Bestimmte Mitzwot wie Opferungen können wir ohne Tempel nicht ausführen. In den Propheten und dem Talmud ist von einem Dritten endgültigen Tempel die Rede und wir können nichts anderes tun als auf die Ge'ulah (Ankunft des Meschiach) zu warten. Aber so ganz hilflos stehen wir nicht da, denn nach wie vor haben wir unsere Gebete und die Thora.

Eines gilt jedoch für alle Zeiten: Ob G - tt unsere Gebete erfüllt oder nicht, liegt allein an Ihm. Nicht immer ist alles, wofür wir beten gut für uns. Das Problem besteht darin, dass wir nicht die Gesamtstruktur sehen, sondern immer nur einen Teil.
G - tt hingegen sieht das volle Bild und daher werden unsere Gebete nicht immer von Ihm erfüllt.
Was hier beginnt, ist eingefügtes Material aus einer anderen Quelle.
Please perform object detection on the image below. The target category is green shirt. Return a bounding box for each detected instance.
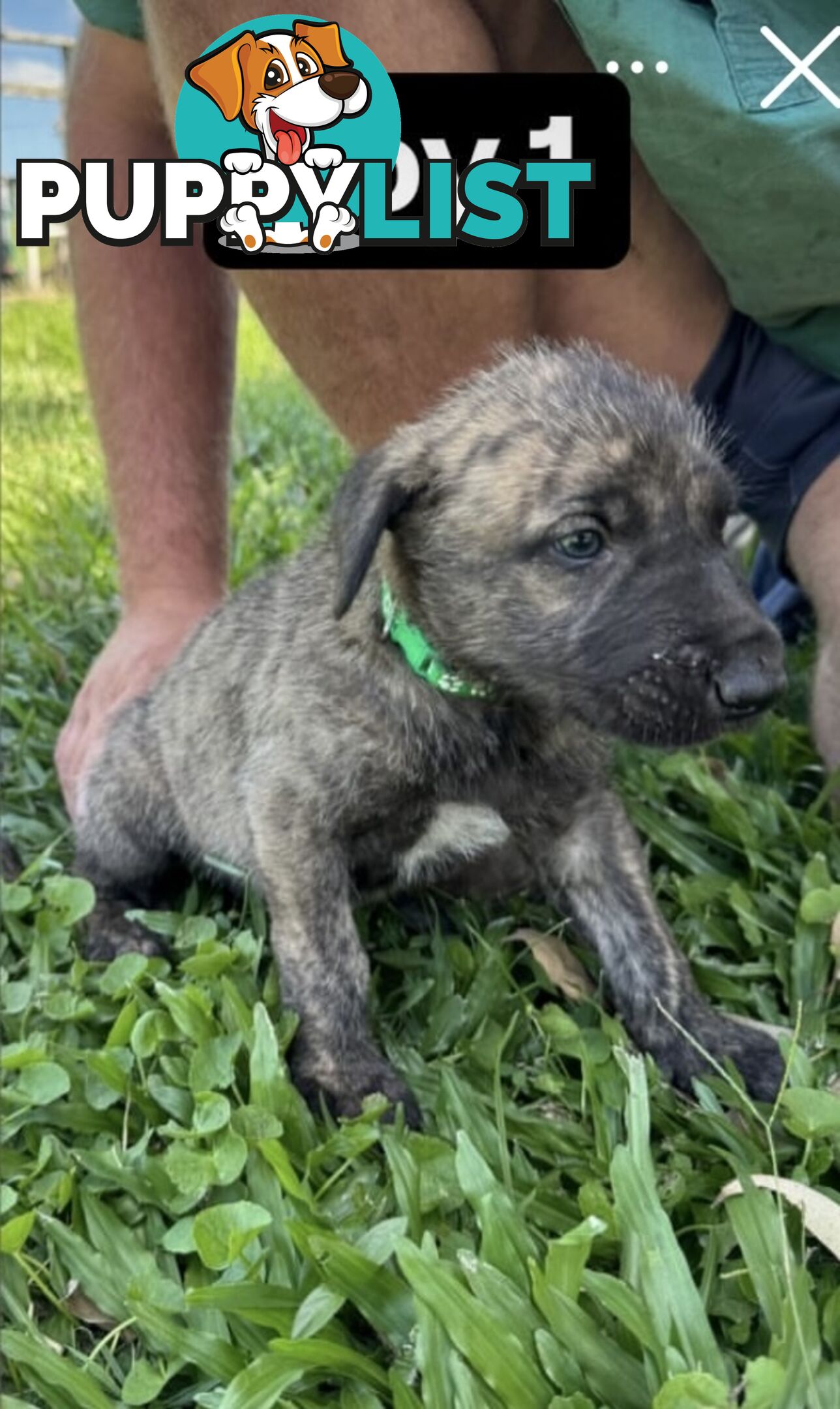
[561,0,840,378]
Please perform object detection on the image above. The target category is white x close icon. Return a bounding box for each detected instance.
[761,24,840,107]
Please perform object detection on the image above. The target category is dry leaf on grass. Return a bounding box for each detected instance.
[62,1278,117,1324]
[510,928,595,1003]
[716,1174,840,1262]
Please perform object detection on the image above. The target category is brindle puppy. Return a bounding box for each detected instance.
[78,345,784,1117]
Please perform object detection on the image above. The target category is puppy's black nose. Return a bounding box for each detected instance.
[318,69,359,102]
[715,643,785,714]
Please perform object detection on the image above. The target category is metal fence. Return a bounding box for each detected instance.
[0,25,76,292]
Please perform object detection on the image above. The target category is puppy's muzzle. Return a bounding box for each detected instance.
[713,631,785,716]
[318,69,359,103]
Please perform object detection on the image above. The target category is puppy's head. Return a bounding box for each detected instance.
[334,345,784,746]
[186,20,370,166]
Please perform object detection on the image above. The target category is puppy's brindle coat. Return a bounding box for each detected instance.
[78,345,784,1117]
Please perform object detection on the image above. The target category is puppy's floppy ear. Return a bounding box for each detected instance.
[292,20,350,69]
[333,451,419,617]
[186,29,256,123]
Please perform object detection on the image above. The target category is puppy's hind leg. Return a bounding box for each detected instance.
[251,798,420,1126]
[543,793,784,1100]
[73,701,179,960]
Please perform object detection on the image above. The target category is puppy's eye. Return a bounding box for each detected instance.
[265,59,289,91]
[554,528,605,562]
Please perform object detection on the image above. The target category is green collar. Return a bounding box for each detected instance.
[382,578,493,701]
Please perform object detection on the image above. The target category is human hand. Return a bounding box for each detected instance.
[55,598,217,817]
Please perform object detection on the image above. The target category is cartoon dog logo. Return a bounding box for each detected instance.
[186,20,370,254]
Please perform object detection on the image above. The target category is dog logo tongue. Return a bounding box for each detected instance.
[269,113,306,166]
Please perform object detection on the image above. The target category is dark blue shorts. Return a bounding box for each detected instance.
[693,313,840,576]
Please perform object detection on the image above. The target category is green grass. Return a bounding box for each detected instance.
[0,300,840,1409]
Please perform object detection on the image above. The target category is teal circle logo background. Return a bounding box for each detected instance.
[175,11,400,221]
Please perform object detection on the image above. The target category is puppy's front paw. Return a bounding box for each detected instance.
[218,200,265,255]
[312,202,355,254]
[222,149,262,176]
[82,900,168,963]
[644,1005,785,1102]
[290,1044,423,1130]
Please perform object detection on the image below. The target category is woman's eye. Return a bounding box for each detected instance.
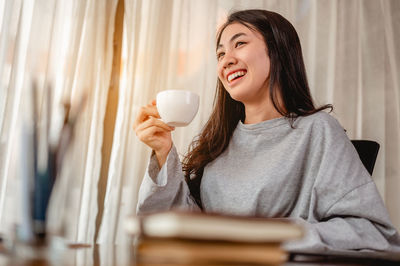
[235,42,245,47]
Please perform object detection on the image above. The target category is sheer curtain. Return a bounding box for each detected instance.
[98,0,400,243]
[0,0,117,243]
[0,0,400,246]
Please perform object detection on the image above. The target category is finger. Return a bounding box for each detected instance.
[137,127,170,143]
[136,117,175,131]
[133,105,160,128]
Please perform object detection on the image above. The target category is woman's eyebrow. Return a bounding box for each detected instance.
[217,32,246,50]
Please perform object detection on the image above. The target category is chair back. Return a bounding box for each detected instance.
[351,140,380,175]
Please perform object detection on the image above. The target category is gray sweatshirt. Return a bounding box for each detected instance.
[137,112,400,251]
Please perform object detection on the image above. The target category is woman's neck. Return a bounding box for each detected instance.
[244,105,282,124]
[244,92,283,124]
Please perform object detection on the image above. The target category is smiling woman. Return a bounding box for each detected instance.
[135,10,400,254]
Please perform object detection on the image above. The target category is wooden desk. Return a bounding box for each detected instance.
[0,242,400,266]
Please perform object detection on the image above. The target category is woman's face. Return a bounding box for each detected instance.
[217,23,270,104]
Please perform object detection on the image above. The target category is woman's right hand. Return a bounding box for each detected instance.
[133,100,175,167]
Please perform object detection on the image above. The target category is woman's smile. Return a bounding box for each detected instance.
[217,23,270,104]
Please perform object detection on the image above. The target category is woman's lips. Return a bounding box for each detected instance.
[226,69,247,83]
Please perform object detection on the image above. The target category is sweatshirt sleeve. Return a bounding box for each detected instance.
[286,113,400,252]
[136,146,200,215]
Wir nehmen dies mit Enttäuschung auf, ohne zu ahnen, dass es eigentlich das Beste für uns ist.

Einfaches Beispiel:
Man bekommt eine Absage auf eine Bewerbung hin nur um später einen viel besseren Job zu finden.


Dies war nur ein kleiner Einblick in das Thema "Gebet". Der Talmud Traktat Berachot sowie weitere Traktate lehren noch viel mehr zu dem Thema und daher werde ich zukünftig noch einige Texte zu dem so wichtigen Thema verfassen.